Metadata-Version: 2.4
Name: bigdata-smart-batching
Version: 1.4.0
Summary: High-performance semantic search with intelligent company grouping and parallel execution
Project-URL: homepage, https://bigdata.com/api
Author-email: "Bigdata.com" <support@ravenpack.com>
License: MIT
License-File: LICENSE
Requires-Python: <4.0,>=3.11
Requires-Dist: matplotlib>=3.7
Requires-Dist: numpy>=1.24
Requires-Dist: pandas>=2.0
Requires-Dist: python-dotenv>=1.2.2
Requires-Dist: requests>=2.31.0
Description-Content-Type: text/markdown

# Smart Batching Search

A high-performance semantic search system that reduces API queries by **67-99%** (varies by topic specificity) through intelligent company grouping and parallel execution.

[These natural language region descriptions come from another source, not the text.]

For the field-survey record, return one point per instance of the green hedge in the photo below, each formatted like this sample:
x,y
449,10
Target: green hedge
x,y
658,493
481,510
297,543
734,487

This module provides a two-step pipeline for efficient semantic search:

1. **Planning** -- organize the search via smart batching and return a chunk upper bound estimate.
2. **Execution** -- run the plan with proportional sampling to preserve the result distribution.

## Key Benefits

- **67-99% query reduction** -- search 4,732 companies with only 17-3,699 queries (varies by topic).
- **Parallel execution** -- rate-limited concurrent requests with semaphore-controlled concurrency.
- **Proportional sampling** -- retrieve a percentage of results while preserving the distribution across baskets.
- **Category filtering** -- restrict searches to specific document categories (news, transcripts, filings, ...).
- **Source filtering** -- include or exclude documents by source identifiers (`INCLUDE` / `EXCLUDE` plus a list of source IDs).
- **Sentiment filtering** -- restrict searches to one or more inclusive document-level sentiment ranges.
- **Throughput controls** -- shared sliding-window rate limiter and concurrency semaphore across all planning HTTP work, with shared exponential backoff on `429` / `403` / timeout retries.
- **Deterministic plans** -- every request stays within service limits; plans can be saved and replayed.
- **Scalable** -- handles universes with 10,000+ companies efficiently.

## Installation

Install the package from PyPI (Python 3.11+):

```bash
pip install bigdata-smart-batching
```

With [uv](https://docs.astral.sh/uv/):

```bash
uv add bigdata-smart-batching
```

### Development

To work on this repository locally, from the project root:

```bash
uv sync
```

### Environment Setup

Set up environment variables:

```bash
export BIGDATA_API_KEY="your_api_key_here"
export BIGDATA_API_BASE_URL="https://api.bigdata.com"  # Optional, defaults to this
```

Or create a `.env` file:

```
BIGDATA_API_KEY=your_api_key_here
BIGDATA_API_BASE_URL=https://api.bigdata.com
```

## Universe (CSV path or entity list)

`plan_search()` takes a **`universe`** argument: either a path to a UTF-8 CSV file, or a `list[str]` of entity IDs. IDs must match the identifiers used by the Bigdata API for your dataset.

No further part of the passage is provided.